Si nota superficialità e quasi ovvietà, cose trite e ritrite, articoli, interviste e tavole rotonde preconfezionate che hanno lo scopo di non disturbare le parti in causa che ho indicato. Di eseguirne le indicazioni, di conservare il loro consenso. Ci sarebbe da dormire vista l’assenza di nuovo. Allora si fa audience con le urla e un linguaggio da osteria, sempre più simili agli intrattenimenti basic tipo “il grande fratello”.

Adesso i media confondono i termini contrapponendo posto fisso a precarietà giocando volutamente sulla diversa valenza del termine (ovvio che precarietà non è alternativa al posto fisso, ma semplice conseguenza di un sistema di regole obsoleto, da cambiare nel profondo perché  la precarietà venga esclusa o fortemente attenuata, proprio di un sistema sano di welfare.).

Ecco che accusano il Presidente del Consiglio di una cosa che non ha detto in quei termini. Ed ecco che il PD ci guazza profittando dell’equivoco (voluto?), accusando Monti di aver detto una sciocchezza: i soloni progressisti che del lavoro dovrebbero conoscere tutto dimostrano arretratezza, scarsa cultura oppure la fanno da politicanti che agitano aria fritta (che è peggio).

Il lavoro fisso si sta riducendo sempre più ed è ormai limitato all’area pubblica (in Italia, perché in diversi paesi europei anche nel pubblico si entra e si esce sempre più frequentemente). Il posto fisso inteso come lavoro di una vita non esiste più! Chi oggi comincia stia pur certo che se va bene, non supererà il decennio. Deve guardarsi in giro, deve imparare ad essere un po’ imprenditore di se stesso. Soprattutto i sistema di regole deve cambiare, rinnovarsi. Occorre istituire forme e strumenti che incentivino alla formazione permanente: dentro l’azienda e fuori.

Chi oggi lavora deve  continuare e istruirsi e aggiornasi su ciò di cui è competente per esserlo anche domani  o per individuare un percorso professionale diverso se le aspettative, la evoluzione del suo attuale sapere non lo soddisfano, se vuole continuare a crescere. Ho già scritto qualcosa al riguardo (VEDI). Invito il lettore ad approfondire, a leggere e far leggere, perché c’è ben poca informazione al riguardo . L’aspettativa di chi oggi è in età lavorativa o cerca lavoro è il “posto”, il “posto fisso”. Sempre più una chimera.

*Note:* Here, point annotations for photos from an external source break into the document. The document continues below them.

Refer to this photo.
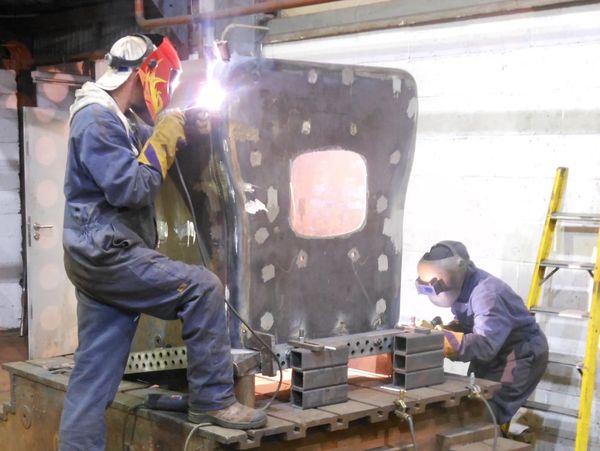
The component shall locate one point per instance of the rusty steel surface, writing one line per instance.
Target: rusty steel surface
(239, 176)
(257, 8)
(363, 422)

Se ci si informa in base a ciò che dicono i media, si ha la percezione che “il potere”, “l’impresa” o chi altro nemico additato  esplicitamente o implicitamente, si oppone al tranquillo fisso immutabile posto fisso ove si fanno sempre le stesse cose per 30 o 40 anni; dove si viene assunti per sempre, fino alla pensione. Una favola che non esiste, che addormenta il paese.

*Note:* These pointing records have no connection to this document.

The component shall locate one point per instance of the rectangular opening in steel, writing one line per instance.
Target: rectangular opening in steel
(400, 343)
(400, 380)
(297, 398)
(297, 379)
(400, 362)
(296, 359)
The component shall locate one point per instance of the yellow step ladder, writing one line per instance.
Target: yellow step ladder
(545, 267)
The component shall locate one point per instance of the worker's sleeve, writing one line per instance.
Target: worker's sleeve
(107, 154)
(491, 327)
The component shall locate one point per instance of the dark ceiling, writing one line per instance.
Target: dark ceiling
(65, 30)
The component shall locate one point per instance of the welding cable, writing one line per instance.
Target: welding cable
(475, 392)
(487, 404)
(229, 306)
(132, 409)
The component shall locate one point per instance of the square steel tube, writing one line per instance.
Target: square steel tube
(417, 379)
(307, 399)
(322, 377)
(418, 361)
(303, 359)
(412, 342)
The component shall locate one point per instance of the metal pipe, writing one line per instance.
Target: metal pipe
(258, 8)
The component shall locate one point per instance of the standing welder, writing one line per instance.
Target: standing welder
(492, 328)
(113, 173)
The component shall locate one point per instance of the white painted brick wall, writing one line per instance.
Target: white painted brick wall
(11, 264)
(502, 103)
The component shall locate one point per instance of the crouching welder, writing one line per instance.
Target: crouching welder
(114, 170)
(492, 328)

Deve essere il Presidente del Consiglio a ricordarci che il posto fisso non esiste più! Tutti media a titolare riportando a sproposito il concetto, sottolineando la frase ad effetto, sottovalutando o tacendo della verità sottostante. Vergognoso. Sono indignato e arrabbiato per i Cittadini trattati da popolo bue, cui si vellica  la facile semplice reazione emotiva per vendere qualche copia in più? Per aumentare l’audience? Per non disturbare il consenso a sindacati o partiti? Ma vadano …..

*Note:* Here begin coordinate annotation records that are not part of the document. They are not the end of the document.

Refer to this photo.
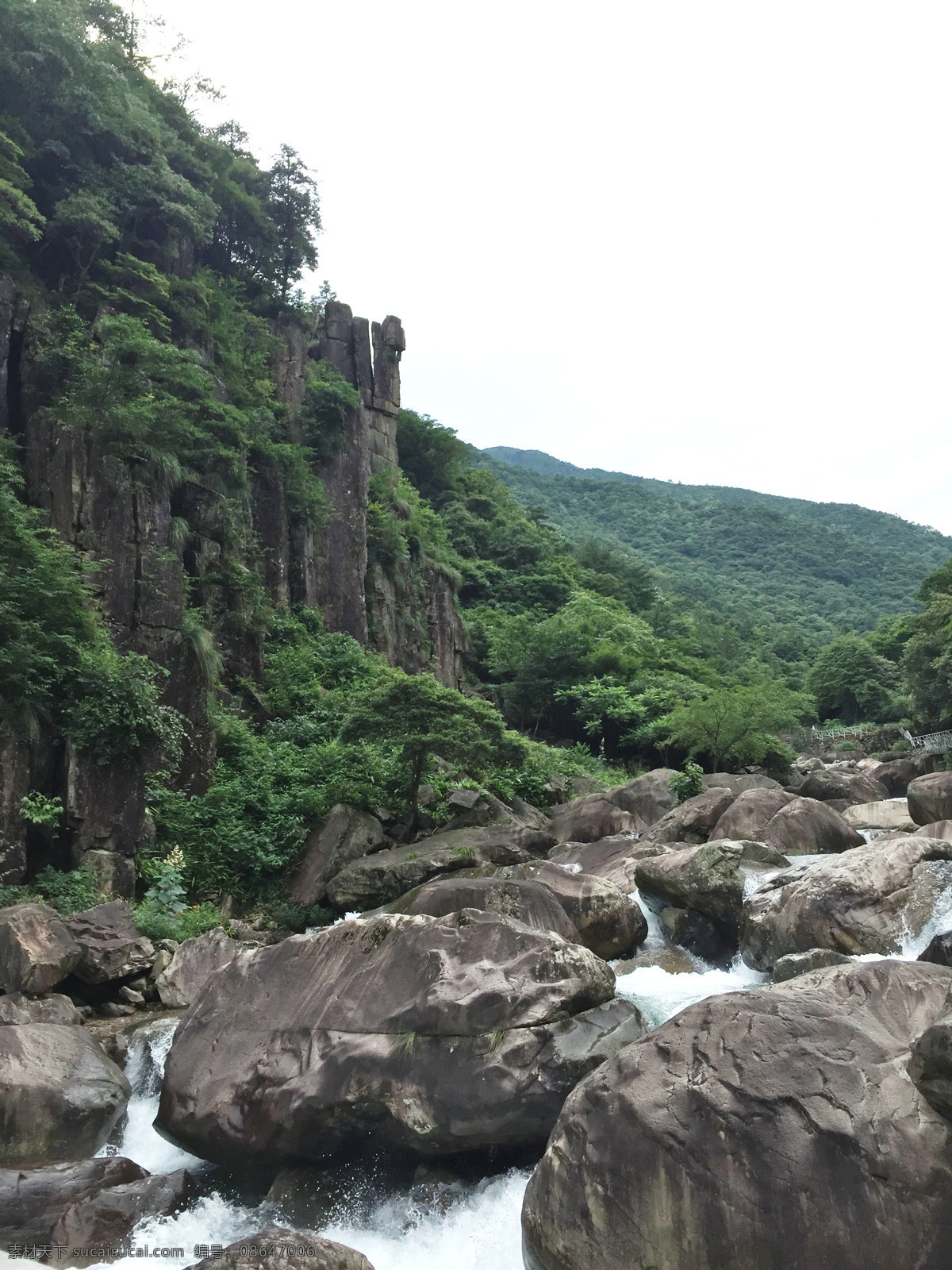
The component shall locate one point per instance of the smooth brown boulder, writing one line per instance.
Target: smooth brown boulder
(436, 1034)
(347, 835)
(850, 787)
(895, 776)
(649, 797)
(36, 949)
(749, 813)
(612, 859)
(109, 1217)
(385, 876)
(111, 946)
(522, 899)
(607, 920)
(930, 798)
(869, 899)
(771, 1130)
(55, 1009)
(589, 818)
(710, 879)
(808, 827)
(695, 819)
(60, 1095)
(32, 1200)
(194, 962)
(277, 1249)
(937, 829)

Quando cominceremo a parlare delle riforme indispensabili perché il nostro diventi un paese normale,   paese che vive il suo tempo e le trasformazioni che nel terzo millennio sono quotidiane? Quando la comunicazione svolgerà  la funzione vera del “quarto potere”?  “È la stampa bellezza,…”; altro che!   Deve cambiare molto se vero “quarto potere” vogliamo che resti. Oggi sono pennivendoli, che scrivono su ordinazione parlando d’altro.

Il “quarto potere” oggi appare strumento organico interno ai poteri politici, partitici ed economici (l’economia che vive sugli appalti) che vogliono continuare a mungere la mucca, questa vecchia mucca dalle mammelle sempre più grinzose ed asciutte che è il nostro Paese. Che sono i Cittadini di cui si compone. Paese che contribuiscono a lasciare fermo, a invecchiare a deperire, impoverendo le nuove generazioni.